Data Deduplication in High-Performance Computing
Data deduplication has been generally recognized as a critical technique that reduces the data volume to be stored on storage systems and is primarily used for backup store of existing high-performance computing (HPC), Cloud computing, and big data computing systems. The data explosion of scientific applications, however, poses a significant challenge for I/O (input/output) subsystem and primary storage of existing HPC systems. The movement of huge volume of data has been recognized as the bottleneck of computing. The goal of this project is to investigate innovative data deduplication methods to reduce the data movement for I/O operations with limited overheads. We expect to design an I/O deduplication framework based on existing work to support read/write operations and investigate the overhead. The primary summer work is to study and run open source single node deduplication file systems, including lessfs and Opendedup SDFS, analyze their designs, and evaluate their performance.

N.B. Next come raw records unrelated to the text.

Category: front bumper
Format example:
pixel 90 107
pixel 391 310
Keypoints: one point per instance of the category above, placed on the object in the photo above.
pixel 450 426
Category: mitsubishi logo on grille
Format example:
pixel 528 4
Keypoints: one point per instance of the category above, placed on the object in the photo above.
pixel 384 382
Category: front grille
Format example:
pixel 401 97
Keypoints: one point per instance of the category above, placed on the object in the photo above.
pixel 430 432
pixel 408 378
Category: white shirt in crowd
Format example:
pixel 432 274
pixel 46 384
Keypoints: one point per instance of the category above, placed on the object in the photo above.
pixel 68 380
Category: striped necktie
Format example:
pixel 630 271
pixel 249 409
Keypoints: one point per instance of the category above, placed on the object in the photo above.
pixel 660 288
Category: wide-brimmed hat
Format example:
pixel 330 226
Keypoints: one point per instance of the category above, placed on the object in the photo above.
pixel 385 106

Fast Data Analysis for Big Data Applications
Many scientific computing and high-performance computing applications have become increasingly data intensive. Recent studies have started to utilize indexing, subsetting, and data reorganization to manage the increasingly large datasets. In this project, we intend to build an innovative fast data analysis framework for scientific big data applications. We have recently studied a Fast Analysis with Statistical Metadata (FASM) approach via data subsetting and integrating a small amount of statistics into the original datasets. The added statistical information illustrates the data shape and provides knowledge of the data distribution; therefore the original scientific libraries can utilize these statistical metadata to perform fast queries and analyses. We expect to further study subsetting, indexing, segmented analysis, and pre-analysis for reducing data movements and to enable fast data analysis for scientific big data applications. These concepts and ideas can potentially lead to new data analytics methodologies and can have an impact on scientific discovery productivity.